Sorting through the pictures, Lom felt a sharp pang of loss. He felt the loss of Vishnik, and also of the city as Vishnik had seen it. Vishnik’s Mirgorod was beautiful: these things happened and were perhaps still happening, somewhere in the city, but Lom had never seen them. For him too the city had opened to show him glimpses, possibilities, but he saw blank-faced buildings, a tower half a mile high crowned with an immense brutal statue of Josef Kantor, the Square of the Piteous Angel crowded with grey withdrawn people, their downturned faces, their drab whispering voices. A future crushed under the weight of its own fear, far heavier even than the weight of the Vlast today. Kantor’s future. Chazia’s future. It had to be stopped, and if he could stop it he would. Maroussia’s way, or his way.
Maroussia picked up a handful of photographs from the pile.
‘These are new,’ she said. ‘I haven’t seen these before.’
‘Show me,’ said Lom.
He went through them one by one. A couple walked naked on the surface of a river, the river glowing with an inward radiant light. A giant stood on a harbour side, silhouetted against the sky, his hair rising in a cloud around his head. A parade marched down a street towards the lens, only the street was above the rooftops and wrapped in chimney smoke and the people carried blazing candelabras and some of them were only heads and had no bodies at all. They were exhilarating, uncanny pictures, but they added nothing. No help at all.
‘Maybe if we knew where they were taken?’ said Lom. ‘Vishnik had notes, but without them… It would take us days to find all these places. Weeks.’
Maroussia slipped her hand inside the couch, feeling around towards the top of the backrest.
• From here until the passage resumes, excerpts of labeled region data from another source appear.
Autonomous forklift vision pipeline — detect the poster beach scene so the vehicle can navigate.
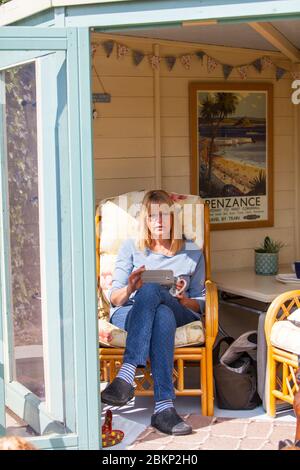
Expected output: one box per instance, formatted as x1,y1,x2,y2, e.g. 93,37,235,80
197,90,267,199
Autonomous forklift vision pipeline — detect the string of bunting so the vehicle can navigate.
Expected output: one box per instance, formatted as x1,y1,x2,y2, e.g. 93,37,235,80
92,39,300,81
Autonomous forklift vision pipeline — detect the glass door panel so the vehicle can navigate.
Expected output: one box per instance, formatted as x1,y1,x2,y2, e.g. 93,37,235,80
4,62,45,400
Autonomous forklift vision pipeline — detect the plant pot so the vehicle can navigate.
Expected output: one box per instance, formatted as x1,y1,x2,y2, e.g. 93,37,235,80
255,252,278,276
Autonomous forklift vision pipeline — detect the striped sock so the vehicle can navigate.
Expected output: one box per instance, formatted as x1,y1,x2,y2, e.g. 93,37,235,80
154,400,174,414
117,363,136,384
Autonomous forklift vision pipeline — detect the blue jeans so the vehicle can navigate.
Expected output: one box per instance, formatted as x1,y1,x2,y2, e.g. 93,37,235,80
110,283,200,401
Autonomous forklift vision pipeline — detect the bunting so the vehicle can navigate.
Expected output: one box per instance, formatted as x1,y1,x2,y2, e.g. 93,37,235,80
196,51,205,64
132,51,145,65
261,55,273,70
222,64,233,80
102,40,115,57
237,65,248,80
95,40,300,81
252,59,262,73
117,44,129,59
180,54,192,70
165,56,176,71
207,55,218,73
149,55,161,70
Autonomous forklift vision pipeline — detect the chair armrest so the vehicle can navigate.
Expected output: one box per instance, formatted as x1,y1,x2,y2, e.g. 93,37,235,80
265,290,300,346
205,280,219,346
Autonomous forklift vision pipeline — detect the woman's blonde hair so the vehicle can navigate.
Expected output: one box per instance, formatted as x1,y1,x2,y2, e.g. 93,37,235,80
137,189,184,255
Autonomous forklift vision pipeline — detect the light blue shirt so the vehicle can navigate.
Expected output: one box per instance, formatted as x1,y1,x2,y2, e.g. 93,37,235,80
108,239,205,316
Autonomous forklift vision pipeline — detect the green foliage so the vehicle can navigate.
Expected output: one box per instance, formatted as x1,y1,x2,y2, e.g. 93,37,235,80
4,63,41,345
255,236,284,253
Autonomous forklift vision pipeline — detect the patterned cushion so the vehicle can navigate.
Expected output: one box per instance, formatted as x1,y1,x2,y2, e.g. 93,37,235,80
97,190,204,320
270,320,300,356
99,320,205,348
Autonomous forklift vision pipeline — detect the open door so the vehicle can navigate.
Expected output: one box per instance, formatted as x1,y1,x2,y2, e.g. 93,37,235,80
0,27,100,449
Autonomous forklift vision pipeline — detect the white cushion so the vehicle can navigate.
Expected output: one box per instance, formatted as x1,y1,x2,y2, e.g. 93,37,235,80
98,320,205,348
270,320,300,356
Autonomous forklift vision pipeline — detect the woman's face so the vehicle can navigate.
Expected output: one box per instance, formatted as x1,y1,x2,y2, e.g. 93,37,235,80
146,203,172,240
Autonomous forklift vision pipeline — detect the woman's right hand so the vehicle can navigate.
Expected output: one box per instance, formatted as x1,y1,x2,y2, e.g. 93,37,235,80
127,265,146,295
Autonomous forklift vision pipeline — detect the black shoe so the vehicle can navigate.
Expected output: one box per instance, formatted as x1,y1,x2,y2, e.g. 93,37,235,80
151,406,193,436
101,377,134,406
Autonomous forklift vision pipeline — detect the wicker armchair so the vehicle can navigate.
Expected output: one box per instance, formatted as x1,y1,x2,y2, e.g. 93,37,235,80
265,290,300,417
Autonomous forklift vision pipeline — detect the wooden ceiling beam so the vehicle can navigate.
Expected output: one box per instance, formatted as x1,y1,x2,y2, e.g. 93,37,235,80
248,22,300,62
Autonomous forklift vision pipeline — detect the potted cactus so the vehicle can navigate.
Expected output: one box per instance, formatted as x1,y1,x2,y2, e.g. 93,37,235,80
255,236,284,276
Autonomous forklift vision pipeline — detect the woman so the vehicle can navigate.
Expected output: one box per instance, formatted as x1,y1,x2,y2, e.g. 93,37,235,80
101,190,205,435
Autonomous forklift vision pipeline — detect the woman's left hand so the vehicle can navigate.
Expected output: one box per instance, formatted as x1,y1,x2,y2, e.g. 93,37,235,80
176,292,189,306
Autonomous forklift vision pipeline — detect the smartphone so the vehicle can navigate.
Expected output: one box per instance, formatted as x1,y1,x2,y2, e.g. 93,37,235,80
141,269,174,287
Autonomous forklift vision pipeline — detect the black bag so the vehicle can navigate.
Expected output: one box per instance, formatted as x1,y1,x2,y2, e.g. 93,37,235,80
213,337,261,410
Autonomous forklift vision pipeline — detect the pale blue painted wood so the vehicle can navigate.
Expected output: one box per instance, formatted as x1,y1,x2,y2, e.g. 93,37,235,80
4,0,300,31
0,26,67,38
54,7,66,28
28,434,78,450
67,29,100,449
78,28,100,449
0,24,100,449
62,0,300,27
0,75,6,436
0,72,14,382
1,50,53,70
5,382,70,434
0,38,67,51
67,28,88,449
12,8,55,28
0,49,67,432
37,51,66,421
56,46,76,432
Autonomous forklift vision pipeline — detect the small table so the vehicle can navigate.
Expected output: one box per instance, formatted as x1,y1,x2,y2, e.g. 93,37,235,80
212,265,299,403
212,266,299,304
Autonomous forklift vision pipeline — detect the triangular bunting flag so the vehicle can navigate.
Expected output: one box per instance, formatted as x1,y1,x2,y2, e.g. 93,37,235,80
252,59,262,73
165,55,176,71
180,54,192,70
261,55,273,70
276,67,286,80
102,40,115,57
222,64,233,80
207,55,218,73
291,72,300,80
132,51,145,65
196,51,205,64
237,65,248,80
117,44,129,59
149,55,161,69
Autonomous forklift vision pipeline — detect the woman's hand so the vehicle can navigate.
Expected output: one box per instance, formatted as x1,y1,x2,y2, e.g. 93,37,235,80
127,265,146,295
110,266,146,307
176,280,200,312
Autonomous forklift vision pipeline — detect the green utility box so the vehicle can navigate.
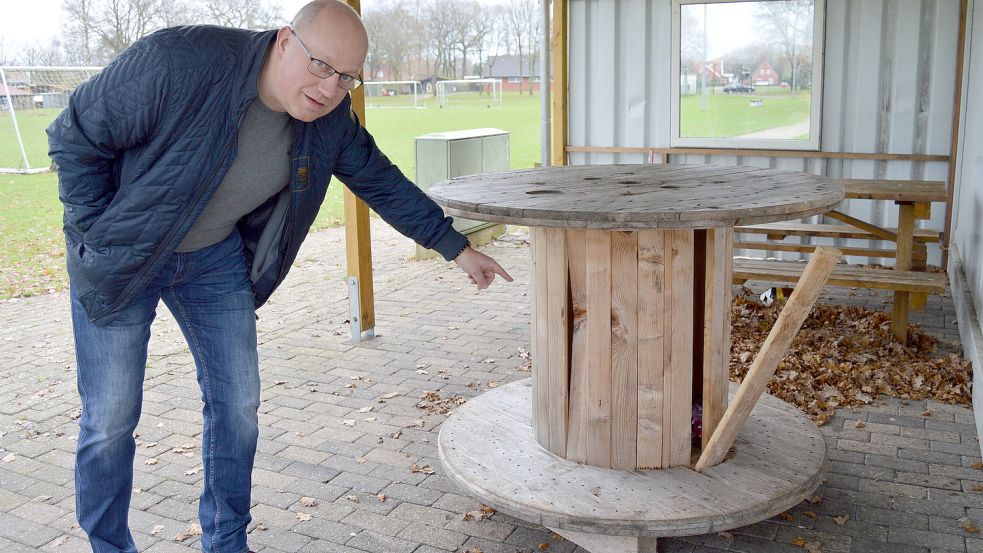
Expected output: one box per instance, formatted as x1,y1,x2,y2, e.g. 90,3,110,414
414,129,509,259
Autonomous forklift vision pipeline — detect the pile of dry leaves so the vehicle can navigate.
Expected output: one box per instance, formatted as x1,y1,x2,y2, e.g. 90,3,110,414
730,289,972,424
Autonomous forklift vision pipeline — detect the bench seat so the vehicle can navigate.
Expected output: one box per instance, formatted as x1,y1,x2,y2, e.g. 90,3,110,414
734,221,941,244
734,257,946,294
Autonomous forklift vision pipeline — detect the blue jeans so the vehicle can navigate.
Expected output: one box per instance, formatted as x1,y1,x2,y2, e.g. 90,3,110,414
72,232,260,553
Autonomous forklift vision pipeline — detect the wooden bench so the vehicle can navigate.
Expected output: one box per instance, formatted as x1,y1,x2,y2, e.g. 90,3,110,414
733,257,946,294
734,179,947,340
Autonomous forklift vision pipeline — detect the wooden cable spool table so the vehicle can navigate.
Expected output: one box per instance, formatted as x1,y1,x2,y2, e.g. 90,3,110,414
430,165,843,552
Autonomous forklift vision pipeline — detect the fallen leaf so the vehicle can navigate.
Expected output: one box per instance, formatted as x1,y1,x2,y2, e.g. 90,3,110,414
410,463,435,474
959,517,980,534
173,524,201,542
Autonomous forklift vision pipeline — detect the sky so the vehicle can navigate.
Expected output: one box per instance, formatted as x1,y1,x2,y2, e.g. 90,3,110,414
0,0,374,52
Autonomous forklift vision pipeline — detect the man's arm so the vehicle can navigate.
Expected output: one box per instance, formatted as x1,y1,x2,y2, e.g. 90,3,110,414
47,36,169,240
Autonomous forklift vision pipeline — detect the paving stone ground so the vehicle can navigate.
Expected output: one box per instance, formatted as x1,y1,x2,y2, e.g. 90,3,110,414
0,222,983,553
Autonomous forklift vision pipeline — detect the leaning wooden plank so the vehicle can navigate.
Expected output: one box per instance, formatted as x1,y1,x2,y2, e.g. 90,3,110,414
695,246,840,472
701,228,734,447
529,227,550,447
546,228,570,457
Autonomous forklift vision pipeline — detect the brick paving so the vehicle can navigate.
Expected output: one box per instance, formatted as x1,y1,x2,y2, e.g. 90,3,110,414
0,222,983,553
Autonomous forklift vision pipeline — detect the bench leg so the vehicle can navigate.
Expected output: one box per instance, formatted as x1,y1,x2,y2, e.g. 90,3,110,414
891,202,915,343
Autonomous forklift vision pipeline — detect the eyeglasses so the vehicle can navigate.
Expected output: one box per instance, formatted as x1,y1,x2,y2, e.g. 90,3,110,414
290,27,362,90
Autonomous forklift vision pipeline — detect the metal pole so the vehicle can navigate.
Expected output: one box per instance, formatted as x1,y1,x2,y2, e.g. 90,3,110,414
539,0,548,167
0,68,31,170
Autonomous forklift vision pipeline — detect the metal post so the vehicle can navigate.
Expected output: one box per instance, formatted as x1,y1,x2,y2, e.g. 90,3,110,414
0,68,31,170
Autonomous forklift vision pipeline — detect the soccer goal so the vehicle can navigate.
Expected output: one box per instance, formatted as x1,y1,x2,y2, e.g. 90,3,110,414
0,67,102,173
362,81,425,108
437,79,502,108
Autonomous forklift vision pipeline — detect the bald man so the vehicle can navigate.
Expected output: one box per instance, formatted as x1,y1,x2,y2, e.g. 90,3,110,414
48,0,511,553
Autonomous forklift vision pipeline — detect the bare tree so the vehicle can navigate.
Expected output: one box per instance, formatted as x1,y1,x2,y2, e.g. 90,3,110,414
506,0,538,94
758,0,815,96
0,37,14,66
19,39,65,66
424,0,457,77
200,0,283,30
62,0,191,63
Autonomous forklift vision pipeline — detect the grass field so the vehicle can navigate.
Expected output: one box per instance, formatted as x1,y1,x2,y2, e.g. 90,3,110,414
0,94,540,300
679,90,810,138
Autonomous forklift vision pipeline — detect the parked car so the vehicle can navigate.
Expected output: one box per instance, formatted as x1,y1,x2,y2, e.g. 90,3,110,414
724,83,754,94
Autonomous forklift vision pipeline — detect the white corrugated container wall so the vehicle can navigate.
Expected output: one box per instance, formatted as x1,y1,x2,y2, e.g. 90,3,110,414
569,0,959,265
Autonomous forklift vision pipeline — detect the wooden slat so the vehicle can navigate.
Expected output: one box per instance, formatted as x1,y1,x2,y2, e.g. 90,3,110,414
342,0,375,333
566,229,589,463
695,247,840,472
611,231,638,470
734,221,941,242
586,230,611,467
891,204,915,343
662,230,694,467
546,228,570,457
637,230,666,469
734,241,928,260
550,1,568,165
839,179,946,202
942,0,975,267
734,257,945,294
529,227,550,449
702,229,734,447
826,209,898,242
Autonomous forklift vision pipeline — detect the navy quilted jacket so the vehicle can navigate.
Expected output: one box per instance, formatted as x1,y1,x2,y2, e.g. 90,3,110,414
42,26,465,324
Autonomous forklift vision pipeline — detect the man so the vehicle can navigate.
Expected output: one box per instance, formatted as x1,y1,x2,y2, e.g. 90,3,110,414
48,0,511,553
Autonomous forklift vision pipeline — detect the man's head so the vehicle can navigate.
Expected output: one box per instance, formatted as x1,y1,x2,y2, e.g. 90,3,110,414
259,0,369,121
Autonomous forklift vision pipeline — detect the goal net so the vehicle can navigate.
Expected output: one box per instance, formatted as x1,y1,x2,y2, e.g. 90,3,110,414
0,67,102,173
362,81,424,108
437,79,502,108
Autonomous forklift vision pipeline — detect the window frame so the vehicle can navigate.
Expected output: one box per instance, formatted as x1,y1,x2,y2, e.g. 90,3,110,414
669,0,826,151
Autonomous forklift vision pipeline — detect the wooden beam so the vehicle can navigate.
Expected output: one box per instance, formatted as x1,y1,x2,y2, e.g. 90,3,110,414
344,0,375,342
567,146,949,162
694,246,840,472
942,0,967,267
550,0,568,165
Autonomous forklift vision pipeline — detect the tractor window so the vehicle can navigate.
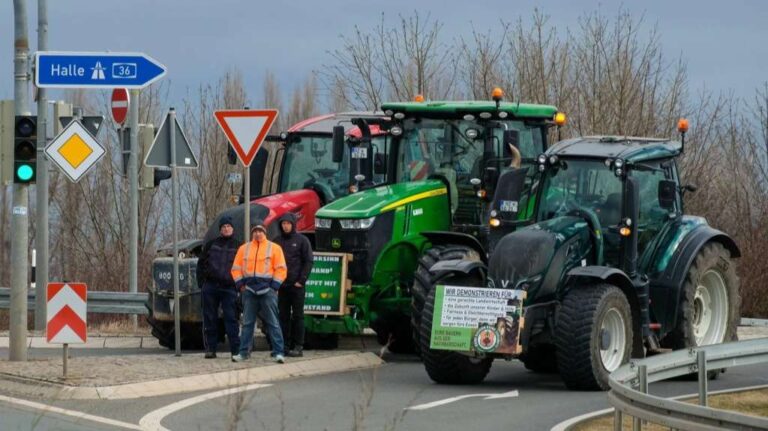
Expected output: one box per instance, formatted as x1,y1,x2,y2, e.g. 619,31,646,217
632,163,671,255
280,136,349,200
539,160,621,227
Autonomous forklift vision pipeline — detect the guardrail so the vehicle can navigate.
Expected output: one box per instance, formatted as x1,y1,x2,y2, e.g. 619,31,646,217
608,338,768,431
0,287,147,314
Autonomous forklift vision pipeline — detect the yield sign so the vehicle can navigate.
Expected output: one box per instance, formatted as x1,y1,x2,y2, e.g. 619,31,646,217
213,109,277,167
46,283,88,344
45,120,105,183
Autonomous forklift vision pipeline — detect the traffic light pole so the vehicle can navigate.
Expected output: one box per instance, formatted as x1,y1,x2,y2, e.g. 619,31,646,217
8,0,30,361
35,0,49,331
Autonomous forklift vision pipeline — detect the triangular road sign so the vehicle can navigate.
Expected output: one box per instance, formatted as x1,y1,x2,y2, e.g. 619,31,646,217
144,112,198,169
213,109,277,166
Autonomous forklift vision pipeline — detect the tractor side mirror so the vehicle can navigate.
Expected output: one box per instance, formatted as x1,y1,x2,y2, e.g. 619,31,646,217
659,180,677,210
333,126,344,163
483,167,499,194
504,130,520,148
373,153,387,175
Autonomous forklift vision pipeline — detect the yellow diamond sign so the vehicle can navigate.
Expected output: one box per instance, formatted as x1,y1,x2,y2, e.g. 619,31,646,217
59,135,93,168
45,121,105,182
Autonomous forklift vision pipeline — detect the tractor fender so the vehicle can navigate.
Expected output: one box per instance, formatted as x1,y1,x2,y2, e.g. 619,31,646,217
568,265,644,358
419,231,488,265
650,225,741,336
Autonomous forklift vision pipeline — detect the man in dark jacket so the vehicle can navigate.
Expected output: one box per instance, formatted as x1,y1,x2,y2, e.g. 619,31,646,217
197,216,240,359
274,213,313,357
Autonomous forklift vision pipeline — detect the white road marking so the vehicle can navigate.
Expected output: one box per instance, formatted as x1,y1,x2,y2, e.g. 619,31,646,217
405,391,520,410
138,383,272,431
0,395,141,431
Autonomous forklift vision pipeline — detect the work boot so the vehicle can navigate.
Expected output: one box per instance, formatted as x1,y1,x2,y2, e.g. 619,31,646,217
285,346,304,358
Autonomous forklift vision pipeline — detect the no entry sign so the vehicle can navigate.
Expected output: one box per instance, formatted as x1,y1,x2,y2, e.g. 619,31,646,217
112,88,130,126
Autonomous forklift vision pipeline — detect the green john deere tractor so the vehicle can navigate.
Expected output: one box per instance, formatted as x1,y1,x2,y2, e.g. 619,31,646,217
421,127,741,390
305,93,564,352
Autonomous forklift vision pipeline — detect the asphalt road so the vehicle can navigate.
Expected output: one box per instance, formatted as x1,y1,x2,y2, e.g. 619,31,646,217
0,352,768,431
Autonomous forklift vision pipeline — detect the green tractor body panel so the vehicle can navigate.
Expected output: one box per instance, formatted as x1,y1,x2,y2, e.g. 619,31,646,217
381,100,557,120
305,101,557,338
316,180,446,219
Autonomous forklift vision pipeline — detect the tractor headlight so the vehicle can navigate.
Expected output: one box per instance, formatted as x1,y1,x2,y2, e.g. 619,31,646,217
339,217,376,230
315,217,331,229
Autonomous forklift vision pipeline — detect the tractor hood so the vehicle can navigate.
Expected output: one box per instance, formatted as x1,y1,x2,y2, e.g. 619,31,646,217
317,180,447,219
488,216,592,304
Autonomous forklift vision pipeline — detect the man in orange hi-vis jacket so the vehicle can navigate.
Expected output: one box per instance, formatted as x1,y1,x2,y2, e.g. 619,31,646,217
232,223,288,364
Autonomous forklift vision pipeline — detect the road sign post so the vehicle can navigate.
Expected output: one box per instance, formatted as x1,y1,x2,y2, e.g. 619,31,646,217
45,283,88,378
144,108,199,356
213,107,278,236
35,51,166,89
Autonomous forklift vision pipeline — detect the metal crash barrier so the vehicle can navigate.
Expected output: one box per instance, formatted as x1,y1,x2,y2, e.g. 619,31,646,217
0,287,147,314
608,338,768,431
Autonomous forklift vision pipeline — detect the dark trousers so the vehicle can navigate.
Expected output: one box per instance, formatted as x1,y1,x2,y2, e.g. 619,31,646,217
278,283,304,348
203,282,240,355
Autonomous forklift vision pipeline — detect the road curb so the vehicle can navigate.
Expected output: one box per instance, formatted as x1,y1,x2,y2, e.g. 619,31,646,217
39,352,384,400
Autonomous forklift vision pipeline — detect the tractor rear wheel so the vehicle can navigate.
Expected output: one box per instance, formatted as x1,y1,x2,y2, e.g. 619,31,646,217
555,284,633,390
411,244,480,349
419,289,493,385
664,242,741,350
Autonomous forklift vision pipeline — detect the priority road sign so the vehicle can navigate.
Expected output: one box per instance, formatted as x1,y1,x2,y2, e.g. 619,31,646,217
112,88,131,126
213,109,278,167
35,51,166,88
45,120,105,182
144,109,198,169
45,283,88,344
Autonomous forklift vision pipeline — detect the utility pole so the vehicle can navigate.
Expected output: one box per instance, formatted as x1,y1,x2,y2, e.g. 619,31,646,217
8,0,31,361
35,0,50,331
128,90,140,331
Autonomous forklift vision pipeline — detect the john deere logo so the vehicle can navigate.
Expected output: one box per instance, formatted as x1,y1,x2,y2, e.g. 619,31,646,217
472,325,501,352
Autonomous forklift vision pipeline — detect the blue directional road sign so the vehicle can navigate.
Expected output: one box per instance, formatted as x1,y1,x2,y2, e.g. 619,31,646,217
35,51,166,88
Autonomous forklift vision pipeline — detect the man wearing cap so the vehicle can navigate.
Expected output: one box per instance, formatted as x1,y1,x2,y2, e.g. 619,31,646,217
232,222,288,364
197,216,240,359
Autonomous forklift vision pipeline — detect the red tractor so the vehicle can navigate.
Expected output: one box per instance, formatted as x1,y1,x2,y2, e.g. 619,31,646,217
146,112,387,349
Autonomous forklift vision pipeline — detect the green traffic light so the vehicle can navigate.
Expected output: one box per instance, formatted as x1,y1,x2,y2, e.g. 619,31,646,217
16,165,35,181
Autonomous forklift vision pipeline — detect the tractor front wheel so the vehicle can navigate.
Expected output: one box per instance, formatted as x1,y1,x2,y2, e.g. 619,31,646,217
555,284,632,390
664,242,741,350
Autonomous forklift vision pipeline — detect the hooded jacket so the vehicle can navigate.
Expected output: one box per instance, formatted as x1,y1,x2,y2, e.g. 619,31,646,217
274,212,314,286
232,239,286,295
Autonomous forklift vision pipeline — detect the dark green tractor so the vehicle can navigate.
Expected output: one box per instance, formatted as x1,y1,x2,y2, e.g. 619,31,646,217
305,95,564,352
420,128,741,389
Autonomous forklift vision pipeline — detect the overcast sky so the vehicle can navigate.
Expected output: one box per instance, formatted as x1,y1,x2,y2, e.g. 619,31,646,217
0,0,768,111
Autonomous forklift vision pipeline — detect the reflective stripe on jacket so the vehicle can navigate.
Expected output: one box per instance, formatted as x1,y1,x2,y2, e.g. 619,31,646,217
232,239,288,283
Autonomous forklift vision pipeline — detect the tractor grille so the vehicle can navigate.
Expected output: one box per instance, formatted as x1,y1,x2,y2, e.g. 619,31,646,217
315,211,395,284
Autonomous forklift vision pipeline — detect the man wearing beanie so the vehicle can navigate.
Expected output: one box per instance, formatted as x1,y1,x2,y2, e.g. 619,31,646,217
232,222,287,364
197,216,240,359
275,212,314,357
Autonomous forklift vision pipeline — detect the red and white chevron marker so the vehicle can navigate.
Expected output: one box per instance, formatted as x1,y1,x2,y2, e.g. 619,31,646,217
46,283,88,344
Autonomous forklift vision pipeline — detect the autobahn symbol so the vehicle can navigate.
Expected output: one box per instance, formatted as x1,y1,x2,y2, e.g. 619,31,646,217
45,283,88,344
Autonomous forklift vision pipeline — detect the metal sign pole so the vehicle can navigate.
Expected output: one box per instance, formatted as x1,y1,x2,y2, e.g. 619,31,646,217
168,108,181,356
35,0,48,331
64,343,69,379
128,90,140,332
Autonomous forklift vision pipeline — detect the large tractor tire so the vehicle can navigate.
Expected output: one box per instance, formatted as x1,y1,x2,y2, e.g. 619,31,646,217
555,284,633,390
663,242,741,350
419,289,493,385
411,245,480,348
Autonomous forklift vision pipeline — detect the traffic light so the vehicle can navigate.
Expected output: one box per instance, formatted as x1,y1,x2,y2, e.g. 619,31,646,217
13,115,37,184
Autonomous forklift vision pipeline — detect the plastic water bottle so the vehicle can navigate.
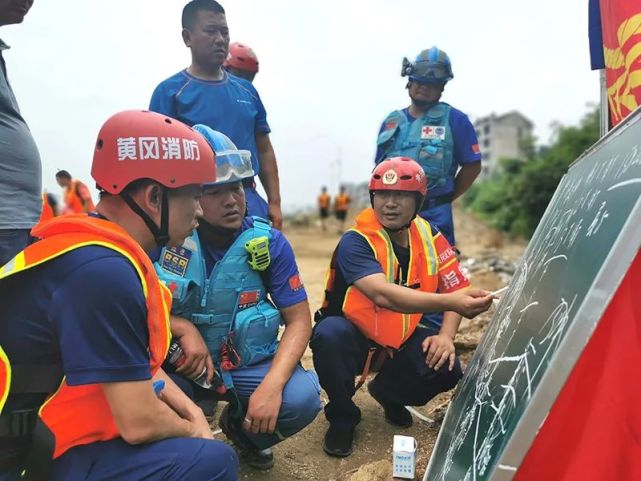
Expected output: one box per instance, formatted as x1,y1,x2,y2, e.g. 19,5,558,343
167,340,212,389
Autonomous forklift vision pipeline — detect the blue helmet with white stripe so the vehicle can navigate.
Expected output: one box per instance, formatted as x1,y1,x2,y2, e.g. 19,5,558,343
192,124,254,186
401,47,454,85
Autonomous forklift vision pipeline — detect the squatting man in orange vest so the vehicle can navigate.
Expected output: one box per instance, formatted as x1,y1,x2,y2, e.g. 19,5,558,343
0,110,238,481
56,170,94,214
311,157,493,457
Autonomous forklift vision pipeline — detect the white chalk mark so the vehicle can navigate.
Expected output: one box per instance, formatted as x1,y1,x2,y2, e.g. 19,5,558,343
501,384,516,404
519,301,539,314
608,179,641,192
543,254,568,266
489,355,523,364
405,406,434,424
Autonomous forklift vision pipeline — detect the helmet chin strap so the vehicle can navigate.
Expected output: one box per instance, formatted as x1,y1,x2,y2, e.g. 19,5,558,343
120,186,169,247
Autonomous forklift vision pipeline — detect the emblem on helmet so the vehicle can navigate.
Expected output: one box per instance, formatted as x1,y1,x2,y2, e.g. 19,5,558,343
383,169,398,185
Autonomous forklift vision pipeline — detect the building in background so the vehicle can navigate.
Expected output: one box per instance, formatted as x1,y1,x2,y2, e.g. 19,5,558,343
474,110,534,178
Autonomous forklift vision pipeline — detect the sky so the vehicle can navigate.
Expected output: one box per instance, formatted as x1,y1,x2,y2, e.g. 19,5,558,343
0,0,599,211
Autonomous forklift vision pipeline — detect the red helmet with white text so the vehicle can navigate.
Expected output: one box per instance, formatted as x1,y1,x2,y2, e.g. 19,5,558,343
369,157,427,197
91,110,216,194
369,157,427,219
91,110,216,247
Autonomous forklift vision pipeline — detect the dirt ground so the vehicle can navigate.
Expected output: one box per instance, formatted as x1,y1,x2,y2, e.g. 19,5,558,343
217,203,525,481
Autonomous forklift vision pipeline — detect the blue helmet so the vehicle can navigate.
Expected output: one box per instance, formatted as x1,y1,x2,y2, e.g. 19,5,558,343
401,47,454,85
192,124,254,186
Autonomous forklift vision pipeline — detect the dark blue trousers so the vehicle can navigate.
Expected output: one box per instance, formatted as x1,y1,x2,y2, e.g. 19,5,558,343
310,316,463,426
0,438,238,481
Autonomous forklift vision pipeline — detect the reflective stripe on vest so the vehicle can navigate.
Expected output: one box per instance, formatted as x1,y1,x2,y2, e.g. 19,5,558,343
0,346,11,414
0,214,171,459
38,193,55,222
377,102,454,191
342,208,438,349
‘Wait,’ she said. ‘There’s something else in here. Hang on… yes!’
She pulled it out and held it up. A large map, printed on thin paper and folded to make a compact packet, the creases strengthened with strips of glued linen.
‘That’s more like it,’ said Lom.
Lom cleared a space on the floor and they laid it out flat. The map was a standard large-scale street plan of Mirgorod, but Vishnik had made marks all over it. Hundreds of small circles in black pencil. The pattern was instantly discernible: a few outliers in the outer quarters, growing denser towards the centre of the city. The marks clustered most thickly at a point on the River Mir where it made an elbow-bend southwards and the Yekaterina Canal joined it.
‘It’s the Lodka,’ said Maroussia. ‘The Pollandore is in the Lodka.’
The Lodka. The stone heart and cerebral cortex of the Vlast. The immense island building, the thousand-windowed palace of bureaucracy, the labyrinth of linoleum-floored corridors, entranceless courtyards, stairwells without stairs. The offices of uncountable clerks and archivists and diplomats and secret police. The basement cells, the killing rooms, the mortuary. Vishnik had traced the Pollandore to there.
Lom refolded the map, scooped up the photographs, stuffed the whole lot back into the envelope and gave it to Maroussia.
‘Take it,’ he said. ‘We need to get moving. We’ve been here too long.’
She pushed the envelope into her carpet bag and they hurried out of the apartment, Maroussia first, then Lom hustling the dvornik ahead of him. At the bottom of the stairs they turned left into the narrow entrance hall and walked straight into two militia men coming the other way, 9mm Blok 15 parabellums in their hands.